Il suffit de regarder la pochette de ce disque de 1977, dernier album studio avec le guitariste Steve Hackett, pour en déduire que Wind And Wuthering est l'album le plus anglais du groupe - et ça tombe bien, vous me direz, puisqu'il s'agit précisément de la nationalité de Genesis. L'aspect froid, hivernal, triste, grisatre, est totalement représentatif du climat 'grand-breton'. Mais limiter ce disque sublime à ce petit détail serait idiot et malvenu : avec Wind And Wuthering, nous avons entre les mains le joyau du rock progressif. Pour Genesis, après cet album, ça ne sera plus tout à fait pareil. En effet, une fois Hackett parti, la machine commerciale remplacera l'étendard progressif des débuts. En quelque sorte, on peut voir en ce disque un chant du cygne. Mais quel chant !
9 titres, 9 monuments, c'est bien simple. Personellement, je ne vois absolument pas quel morceau choisir parmi les autres. Peut-etre Your Own Special Way, première tentative sérieuse du Genesis de Phil Collins dans le domaine de la variétoche, mais ici nettement plus beau et subtil que les futurs Throwing It All Away et Hold On My Heart (pour ne citer que ces deux scies mièvres, emblématiques du slow gnan-gnan sans grand intéret). Phil Collins (qui était encore chevelu à l'époque, et portait meme la barbe) assure en tant que batteur, mais aussi en tant que chanteur.

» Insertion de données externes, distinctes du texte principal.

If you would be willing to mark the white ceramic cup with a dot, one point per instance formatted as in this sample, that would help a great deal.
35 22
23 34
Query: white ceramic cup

Je pense que, concernant certains des titres, il n'a jamais aussi bien chanté. Mais mon préféré sur ce disque, en fait, est Blood On The Rooftops, avec cette intro acoustique typiquement 'hackettienne', ces paroles sublimes (on parle de guerre, misère, bref, le texte est encore assez actuel), cette mélodie imparable, ce refrain majestueux, ces orchestrations (merci Tony Banks et son mellotron) remarquables...Que ce morceau ne figure sur aucun best of du groupe me sidère, car il s'agit probablement d'un de leurs meilleurs morceaux, apte à concurrencer les grands classiques Firth Of Fifth et Afterglow.
Aah, en parlant de ce titre, justement... Afterglow, sublimissime ballade achevant l'album, ce titre atmosphérique est beau à pleurer. Et que dire des deux instrumentaux qui le précèdent, illustrant à merveille la pochette du disque (première partie courte et froide, venteuse, et seconde partie plus longue et mouvementée, illustrant le verso de pochette : une tempete) ?
Sinon, l'album s'ouvre sur deux titres très longs et multirythmiques, Eleventh Earl Of Mar (qui parle d'une légende racontée par un père à son fils, pour l'endormir) et surtout One For The Vine, 10 minutes exactement de beauté totale, sur des paroles très sombres rappelant un peu le thème du classique The Knife (de l'album Trespass de 1970), sur le thème de la guerre. Le morceau démarre très lentement, calmement, puis, vers le milieu, démarre la seconde partie, endiablée (Tony Banks est pour beaucoup dans le trip ressenti). Avant un retour au calme, pour une conclusion apaisante mais non apaisée (on rapelle le thème de la chanson ?). La sensation de calme ressentie à ce moment n'est en rien détruite par le morceau suivant, la fameuse ballade citée bien plus haut. Il faudra un instrumental court et saisissant ( Wot Gorilla ?) pour inverser les choses, et conclure la face A sur une note plus que prometteuse pour le reste du disque, encore plus beau selon moi, et qui démarre par une chanson qui n'aurait pas dépareillé sur un des albums de la période Peter Gabriel, j'ai nommé All In A Mouse's Night.
L'album est assez souvent bien aimé par les fans du groupe. Pour tout dire, meme des fans de Genesis période Peter Gabriel (qui reste la meilleure, meme si Wind And Wuthering est incontestablement mon préféré) arrivent à classer ce disque parmi les meilleurs du groupe. Pour la dernière fois, Genesis fait du rock progressif pur, dans la lignée de King Crimson (In The Court Of The Crimson King, Lark's Tongue In Aspic), Jethro Tull (Aqualung) ou meme Yes (Tales From Topographic Oceans, Close To The Edge), avant de verser dans la pop/rock FM, à vocation hautement commerciale (leur album studio suivant, ...And Then There Were Three... de 1978, en est un bel exemple, meme s'il reste encore un petit peu progressif).
Wind And Wuthering... Le plus bel album de la Génèse, de très loin.